Le fonctionnement des métaphores peut être repéré sous une forme autant considérable que les autres, à savoir leur organisation sérielle. Ces séries progressent selon deux principes : en premier lieu, elles développent une cohérence interne qui correspond au principe paradigmatique ; en second lieu, elles établissent des rapports diversifiés avec le contexte non-métaphorique, selon un principe syntagmatique. 206 A ce niveau, le terme « paradigme » désigne une série de métaphores in praesentia qui appartiennent à la même isotopie. Ce procédé exerce également sur la métaphore isolée une influence particulière qu’on appelle contrainte paradigmatique, et qui établit, dans certains cas, la disparition définitive d’une métaphore morte ou, dans d’autres cas, à sa réanimation. En outre, cette contrainte accorde une valeur métaphorique à des termes qui ne le sont pas auparavant, dans la mesure où le sens d’une métaphore dépend de ses rapports avec les autres membres du paradigme dont elle fait partie. Il est ainsi dans le poème « Le ciel brûle » où toutes les métaphores sont rattachées, s’éclaircissant les unes par les autres, jusqu’à ce que la formule finale, « Bain de révélateur », récapitule l’image globale, dans la mesure où il est question d’une tentative mystique, permettant à ce « nous » de découvrir sa réalité cachée, comme lors d’une confession religieuse, d’où le cadre « sacré »:

‘Au bord d’un bénitier de bore ardent’ ‘Sur la margelle des baisers’ ‘Sous les grands rideaux blancs ornés de cruauté’ ‘Nous perdons lentement nos visages de plâtre’ ‘Bain de révélateur.’ ‘(Les Destinées de la poésie, p.100)’

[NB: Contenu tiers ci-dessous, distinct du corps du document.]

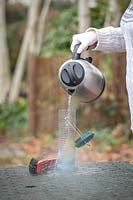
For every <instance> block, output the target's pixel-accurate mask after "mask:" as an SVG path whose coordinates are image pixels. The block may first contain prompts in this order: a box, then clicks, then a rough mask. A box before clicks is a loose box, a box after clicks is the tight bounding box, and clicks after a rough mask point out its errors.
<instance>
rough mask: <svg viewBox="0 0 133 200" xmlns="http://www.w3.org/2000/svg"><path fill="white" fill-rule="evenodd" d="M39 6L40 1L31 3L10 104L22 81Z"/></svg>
mask: <svg viewBox="0 0 133 200" xmlns="http://www.w3.org/2000/svg"><path fill="white" fill-rule="evenodd" d="M39 5H40V0H34V1H31V6H30V9H29V15H28V24H27V29H26V32H25V36H24V39H23V42H22V46H21V49H20V53H19V56H18V59H17V63H16V67H15V73H14V77H13V81H12V84H11V89H10V93H9V102H10V103H12V102H14V101H16V99H17V97H18V95H19V90H20V86H21V80H22V76H23V73H24V69H25V66H26V61H27V57H28V52H29V46H30V41H31V40H32V39H34V38H33V34H34V32H35V28H36V23H37V19H38V11H39Z"/></svg>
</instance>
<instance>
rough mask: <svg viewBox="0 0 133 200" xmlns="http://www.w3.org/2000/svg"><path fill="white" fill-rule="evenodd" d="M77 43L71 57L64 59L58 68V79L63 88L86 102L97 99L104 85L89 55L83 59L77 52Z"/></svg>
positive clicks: (101, 78)
mask: <svg viewBox="0 0 133 200" xmlns="http://www.w3.org/2000/svg"><path fill="white" fill-rule="evenodd" d="M78 46H79V45H76V46H75V49H74V53H73V57H72V59H70V60H68V61H66V62H65V63H64V64H63V65H62V66H61V67H60V69H59V74H58V76H59V80H60V82H61V84H62V86H63V87H64V88H65V90H66V91H67V92H68V93H69V94H71V95H73V96H75V97H77V98H78V99H79V100H80V102H82V103H87V102H91V101H94V100H95V99H97V98H98V97H99V96H100V95H101V94H102V92H103V90H104V87H105V79H104V76H103V74H102V72H101V71H100V70H99V69H98V68H97V67H95V66H94V65H93V64H91V61H92V59H91V57H89V58H86V59H83V58H81V57H80V54H77V49H78Z"/></svg>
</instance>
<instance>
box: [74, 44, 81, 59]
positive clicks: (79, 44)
mask: <svg viewBox="0 0 133 200" xmlns="http://www.w3.org/2000/svg"><path fill="white" fill-rule="evenodd" d="M80 44H81V43H79V44H76V45H75V46H74V51H73V55H72V60H79V59H80V55H81V54H80V53H77V50H78V48H79V46H80Z"/></svg>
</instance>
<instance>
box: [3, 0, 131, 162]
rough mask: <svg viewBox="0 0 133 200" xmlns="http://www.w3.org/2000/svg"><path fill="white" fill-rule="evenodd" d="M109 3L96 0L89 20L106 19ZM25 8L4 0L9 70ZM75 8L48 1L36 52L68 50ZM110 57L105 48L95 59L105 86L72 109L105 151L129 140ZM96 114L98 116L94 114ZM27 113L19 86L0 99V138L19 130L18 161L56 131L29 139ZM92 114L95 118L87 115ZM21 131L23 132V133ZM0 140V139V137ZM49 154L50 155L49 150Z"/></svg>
mask: <svg viewBox="0 0 133 200" xmlns="http://www.w3.org/2000/svg"><path fill="white" fill-rule="evenodd" d="M118 3H119V7H120V11H121V14H122V13H123V12H124V10H125V9H126V8H127V6H128V4H129V0H123V1H122V2H121V1H120V0H118ZM108 9H109V2H108V1H106V0H101V1H99V0H97V6H96V7H92V8H90V10H89V12H90V16H91V24H90V25H91V26H92V27H96V28H102V27H103V26H104V24H105V16H106V15H107V12H108V14H110V13H109V11H108ZM27 11H28V7H27V6H26V5H24V4H21V3H20V2H19V3H15V4H10V3H7V4H6V19H7V39H8V45H9V53H10V58H11V68H10V70H11V73H12V74H13V72H14V66H15V64H16V59H17V56H18V51H19V48H20V45H21V42H22V39H23V36H24V32H25V29H26V21H27ZM77 12H78V11H77V4H76V3H70V2H67V3H63V2H61V1H54V2H52V4H51V7H50V10H49V14H48V19H47V23H46V31H45V37H44V42H43V47H42V49H41V52H40V57H43V58H46V57H49V58H51V57H53V56H64V55H65V56H66V55H67V54H68V55H70V54H71V52H70V44H71V41H72V35H73V34H75V33H77V27H78V16H77V15H78V13H77ZM113 17H115V16H113ZM112 61H113V57H112V55H110V54H104V55H103V56H102V60H100V61H99V62H98V63H100V64H101V65H102V70H103V73H104V75H105V77H106V79H107V82H108V88H107V90H106V91H105V93H104V94H103V97H102V98H100V99H99V100H97V101H96V102H94V103H92V104H90V106H81V107H78V113H77V117H78V122H77V123H78V124H79V128H81V129H82V130H83V129H86V128H87V127H90V128H93V129H94V131H95V133H96V136H95V142H96V145H98V147H99V150H100V151H105V150H106V149H107V150H108V147H110V148H112V147H113V148H114V147H116V146H120V145H121V144H123V143H124V144H125V143H126V142H127V141H128V134H129V111H128V109H127V97H126V96H125V97H124V100H122V102H124V104H123V105H126V106H123V105H120V106H123V107H119V106H118V105H119V102H120V101H119V100H120V99H119V98H118V96H117V94H118V93H117V92H115V85H114V79H116V78H117V79H118V83H121V76H117V75H118V74H114V71H113V68H112V67H111V66H112V65H111V63H112ZM116 76H117V77H116ZM23 81H24V82H26V84H27V71H26V70H25V73H24V76H23ZM123 81H124V80H123ZM45 84H46V83H45ZM48 85H49V83H48ZM26 87H27V86H26ZM26 87H25V88H24V91H25V90H26ZM45 87H48V86H45ZM118 87H119V86H118ZM22 90H23V88H22ZM53 91H54V89H53ZM103 102H104V103H103ZM56 103H57V102H55V104H56ZM55 104H54V102H53V107H54V106H56V105H55ZM90 107H91V108H90ZM92 108H93V110H92ZM118 109H119V110H118ZM88 110H89V111H88ZM92 112H93V114H92ZM91 114H92V116H91ZM96 115H97V116H98V117H96ZM90 116H91V117H90ZM85 117H86V118H87V119H88V120H85ZM28 118H29V116H28V102H27V98H26V97H25V92H24V93H23V91H21V92H20V96H19V98H18V100H17V101H16V102H15V103H13V104H8V103H4V104H1V105H0V138H2V137H3V136H4V137H6V135H8V136H10V137H18V135H19V136H22V137H20V139H19V140H17V143H18V144H19V143H20V144H21V145H22V144H23V145H22V146H21V149H23V150H24V151H25V152H26V153H25V154H24V155H22V159H21V160H22V163H27V160H28V159H29V156H27V155H26V154H27V152H28V153H29V155H30V154H32V155H37V154H38V152H41V148H43V146H46V148H47V145H48V149H49V148H50V147H49V146H50V145H51V144H53V140H52V139H53V138H55V137H56V136H57V134H55V133H56V130H55V131H54V132H51V133H50V134H49V135H48V134H44V135H41V134H40V135H39V136H38V139H36V140H35V139H34V138H32V139H31V138H30V136H29V135H30V134H29V133H28V120H29V119H28ZM91 118H93V119H96V120H92V119H91ZM88 121H89V122H88ZM25 133H26V134H28V136H27V135H26V134H25ZM111 133H112V134H111ZM1 141H3V140H2V139H1ZM14 141H15V140H14V139H13V142H14ZM49 144H50V145H49ZM26 145H27V146H26ZM129 145H131V146H132V145H133V144H132V143H131V142H130V143H129ZM32 146H34V147H35V149H34V150H33V149H32V148H33V147H32ZM38 146H39V147H38ZM51 146H52V145H51ZM52 148H53V147H52ZM54 150H55V149H54ZM54 150H53V151H54ZM51 151H52V150H51ZM47 153H48V152H47ZM48 154H49V153H48ZM51 154H53V155H54V153H53V152H52V153H51ZM129 154H130V153H129ZM2 159H3V160H2ZM2 159H1V160H2V162H3V165H4V164H12V163H13V164H14V163H16V164H17V163H19V161H18V160H17V159H16V160H15V161H13V162H11V161H10V158H9V159H7V160H6V159H5V160H4V158H2Z"/></svg>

Néanmoins, nous constatons que tous les constituants de ce lieu de culte subissent certaines modifications, grâce à des métaphores reliant des termes incompatibles. En effet, l’adjectif « ardent » attribué au « bénitier de bore » fait basculer le sens premier vers un autre figuré, fondé sur une association d’éléments opposés, puisqu’une vasque d’eau bénite ne peut être faite d’un métal brûlant, de même que la « margelle » ne peut être constituée de « baisers », d’autant plus que le premier élément est concret, alors que le second est abstrait. De plus, l’emploi du terme « cruauté » conteste l’innocence suggérée par l’adjectif qualificatif « blancs ». Quant à la dernière métaphore déterminative, elle repose sur ce même principe de contraste entre le thème et le phore, « visages » et « plâtre », référant à l’humain et au matériel.

D’un autre côté, le sens métaphorique n’est pas fourni par une seule figure, mais développé tout au long de la série, à condition que tous les termes soient présents et analysés et que leur sens soit explicité, pour que celui de l’ensemble soit saisi. En effet, la signification de départ, spécifique et particulière, s’élargit grâce à un mouvement de généralisation et d’extension qui est à la base des figures qui constituent la série métaphorique 207 . D’où, la nécessité de recourir à un contexte plus étendu, parce qu’il permet d’accorder un caractère achevé à la série métaphorique, mais encore de préciser la nature des relations qui existent entre les figures de la série : s’agit-il d’une série métaphorique ou d’un axe sémantique ? 208 . De ce point de vue, nous proposons d’interpréter cet extrait du poème intitulé « Réponse aux flaireurs de bidet », dans lequel l’ensemble des métaphores reprennent et développent à la fois un même thème :

‘Dandinement des seins les gorges’ ‘Changent chantent sous les baisers’ ‘Collines caressées d’aurore’ ‘Fauves bécanes du plaisir’ ‘Or les mamelles les mamelles bondissantes’ ‘Président aux métamorphoses du mobilier. ’ ‘(« Réponse aux flaireurs de bidet », La Grande Gaité, p.251)’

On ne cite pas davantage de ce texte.